Klamath Siskiyou Forests, USA

Crater Lake National Park, in the headwaters of the Klamath and Rogue Rivers, USA. rel=
Crater Lake National Park, in the headwaters of the Klamath and Rogue Rivers, USA.
© WWF-Canon / Jamie PITTOCK
The Pacific Northwest: staggering riches but so little insurance.
What & Where?
The Klamath Siskiyou forest, located in Southwestern Oregon and Northwestern California, is one of the richest temperate coniferous forests of the world. It was spared from glaciation in the recent ice-ages and therefore, provided a refuge for various forms of species whose habitat was otherwise frozen. The ecoregion extends across 55,000 sq. km. (about half the size of Virginia) of the mountainous region called Klamath Knot.

Why?
The area has the largest network of remaining roadless wilderness in the Pacific Northwest. Its biological diversity is due to a complex mosaic of habitats which allowed species to survive here as changing climates eliminated populations elsewhere.

The region is situated at the junction of 5 major biotic regions: the Great Basin, Coast Range, Cascade Range, Sierra Nevada and Great Central Valley, which all contribute to the rich biodiversity of the Klamath-Siskiyou area. It has 3,500 plant types, 220 of them found nowhere else in the world.
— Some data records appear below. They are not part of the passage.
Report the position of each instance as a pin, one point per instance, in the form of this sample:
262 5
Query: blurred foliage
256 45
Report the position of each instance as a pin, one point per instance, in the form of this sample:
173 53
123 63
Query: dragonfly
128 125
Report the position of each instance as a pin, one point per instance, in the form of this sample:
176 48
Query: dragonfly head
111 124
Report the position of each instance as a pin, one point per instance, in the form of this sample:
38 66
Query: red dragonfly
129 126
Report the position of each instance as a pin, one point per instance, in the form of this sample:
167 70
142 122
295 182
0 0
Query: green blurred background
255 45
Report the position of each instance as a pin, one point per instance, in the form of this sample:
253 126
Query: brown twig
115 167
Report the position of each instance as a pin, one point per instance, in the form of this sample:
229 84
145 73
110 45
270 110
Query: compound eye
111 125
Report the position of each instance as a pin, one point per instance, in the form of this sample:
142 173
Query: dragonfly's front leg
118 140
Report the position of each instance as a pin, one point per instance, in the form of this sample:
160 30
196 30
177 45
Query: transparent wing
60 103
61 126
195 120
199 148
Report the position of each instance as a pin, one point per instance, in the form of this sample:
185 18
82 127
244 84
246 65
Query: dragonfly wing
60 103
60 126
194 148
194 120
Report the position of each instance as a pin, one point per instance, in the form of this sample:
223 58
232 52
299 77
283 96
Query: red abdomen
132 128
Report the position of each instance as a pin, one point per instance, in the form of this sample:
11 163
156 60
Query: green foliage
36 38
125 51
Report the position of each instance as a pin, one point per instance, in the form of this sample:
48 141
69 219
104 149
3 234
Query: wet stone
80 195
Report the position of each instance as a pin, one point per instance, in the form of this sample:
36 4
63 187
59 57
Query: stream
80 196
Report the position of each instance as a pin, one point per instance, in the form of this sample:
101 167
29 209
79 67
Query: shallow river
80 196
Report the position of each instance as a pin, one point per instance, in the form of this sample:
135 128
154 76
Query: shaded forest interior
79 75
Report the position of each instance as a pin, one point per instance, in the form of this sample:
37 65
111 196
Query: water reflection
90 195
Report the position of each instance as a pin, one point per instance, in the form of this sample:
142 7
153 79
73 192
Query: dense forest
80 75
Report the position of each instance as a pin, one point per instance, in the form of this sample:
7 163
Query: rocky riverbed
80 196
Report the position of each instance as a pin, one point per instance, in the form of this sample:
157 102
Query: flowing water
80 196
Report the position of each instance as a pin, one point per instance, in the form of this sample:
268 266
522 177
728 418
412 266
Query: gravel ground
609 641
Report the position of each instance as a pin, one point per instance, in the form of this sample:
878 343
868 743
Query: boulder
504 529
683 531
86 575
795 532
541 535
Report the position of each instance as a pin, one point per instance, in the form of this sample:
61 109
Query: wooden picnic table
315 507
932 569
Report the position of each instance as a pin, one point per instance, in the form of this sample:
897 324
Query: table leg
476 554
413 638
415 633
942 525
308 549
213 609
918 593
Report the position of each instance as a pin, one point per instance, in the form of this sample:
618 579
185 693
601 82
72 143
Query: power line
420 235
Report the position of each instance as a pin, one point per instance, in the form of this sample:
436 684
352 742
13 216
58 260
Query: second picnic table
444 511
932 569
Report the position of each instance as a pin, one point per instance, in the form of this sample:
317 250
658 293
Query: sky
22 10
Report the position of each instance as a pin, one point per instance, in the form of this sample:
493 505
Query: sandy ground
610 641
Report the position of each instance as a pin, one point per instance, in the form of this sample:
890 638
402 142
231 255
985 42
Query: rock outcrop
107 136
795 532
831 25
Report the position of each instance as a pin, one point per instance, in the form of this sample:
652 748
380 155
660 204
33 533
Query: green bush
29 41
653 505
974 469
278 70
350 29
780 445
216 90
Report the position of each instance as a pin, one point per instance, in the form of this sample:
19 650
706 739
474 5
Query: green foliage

There are also wilderness areas large enough to support the mountain lion, black bear, several species of Pacific salmon, the tailed frog and various carnivores such as the Pacific fisher, pine marten, mountain lion and wolverine.

Endangered species include the northern spotted owl, marbled murrelet, bald eagle and coho salmon. However, despite incredible biological richness, only 25% is relatively intact and just 10% is protected from logging.